J13.3 Relocation of GATE from the Pacific to the Atlantic

Thursday, 1 February 2024: 9:00 AM
Holiday 1-3 (Hilton Baltimore Inner Harbor)
Robert Houze, Univ. of Washington, Seattle, WA; and C. Zhang, J. M. Wallace, E. J. Zipser, and K. A. Emanuel

This talk documents an aspect of the history of the planning of the Global Atmospheric Research Program’s (GARP) Atlantic Tropical Experiment (GATE) that is related to the geopolitics of the 1970s. GATE was the largest atmospheric field program of all time, with more than 5,000 scientists, technicians, and supporting staff from 72 countries. Observations were made by 13 aircraft, 39 ships, over 1,000 land surface stations, and six satellites. Years of planning by committees of scientists in various countries have been largely documented in reports of the WMO. These documents show that in its earliest planning, GATE was called the Tropical Meteorological Experiment (TROMEX) and was designed to be in the tropical western Pacific. The experimental design was laid out with specific locations for ships and sounding stations across the western tropical Pacific Ocean. However, as is well known, GATE was conducted in the eastern tropical Atlantic Ocean. The reasons for this shift of the project to the other side of the world were left undocumented in the WMO reports, and remained a mystery until recently.
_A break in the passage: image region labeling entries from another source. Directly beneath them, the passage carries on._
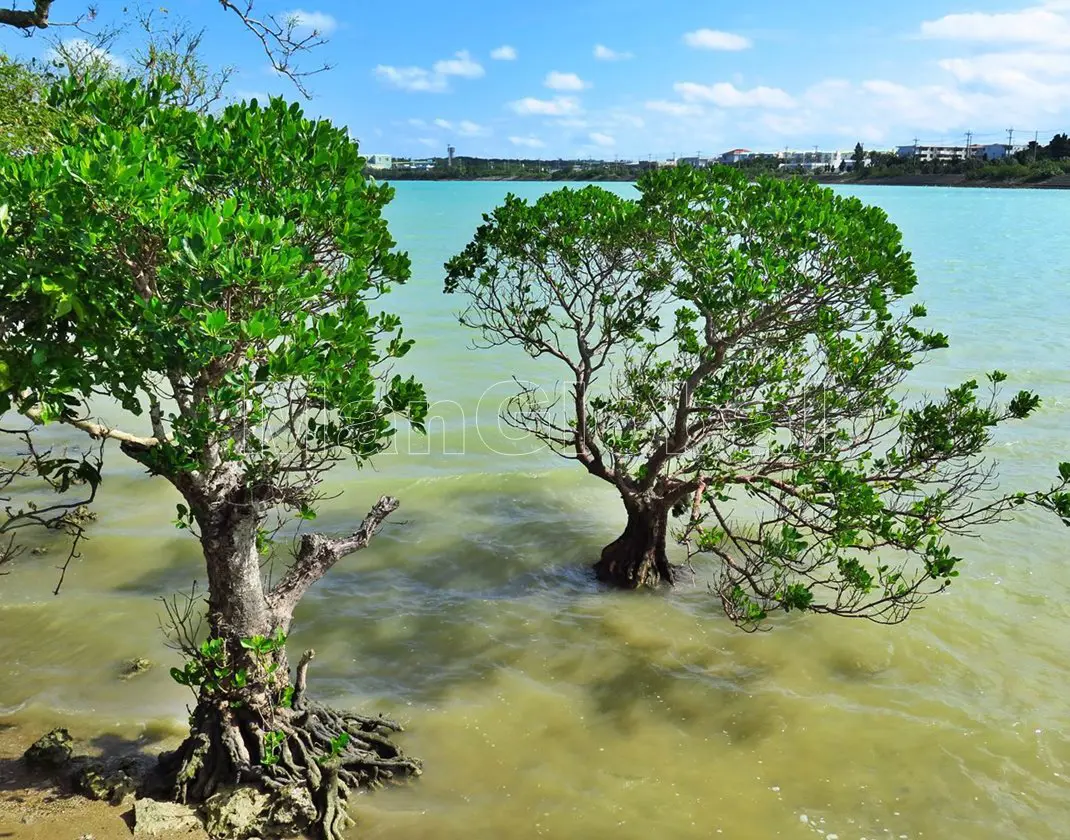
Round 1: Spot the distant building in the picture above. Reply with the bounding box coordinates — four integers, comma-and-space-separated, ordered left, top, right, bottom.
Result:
777, 150, 854, 172
721, 149, 754, 164
898, 143, 1025, 164
973, 143, 1025, 161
To carry out the project in the western Pacific, research ships, including several of the Soviet Union, would need to be refueled and re-supplied at the U.S. base on Kwajalein Island. We have discovered that the reason for the relocation of GATE to the Atlantic was due to Cold War concerns of the U.S. Department of Defense that led to their unwillingness to stage GATE ships out of Kwajelein. A long-buried letter from the DOD documents this historic fact.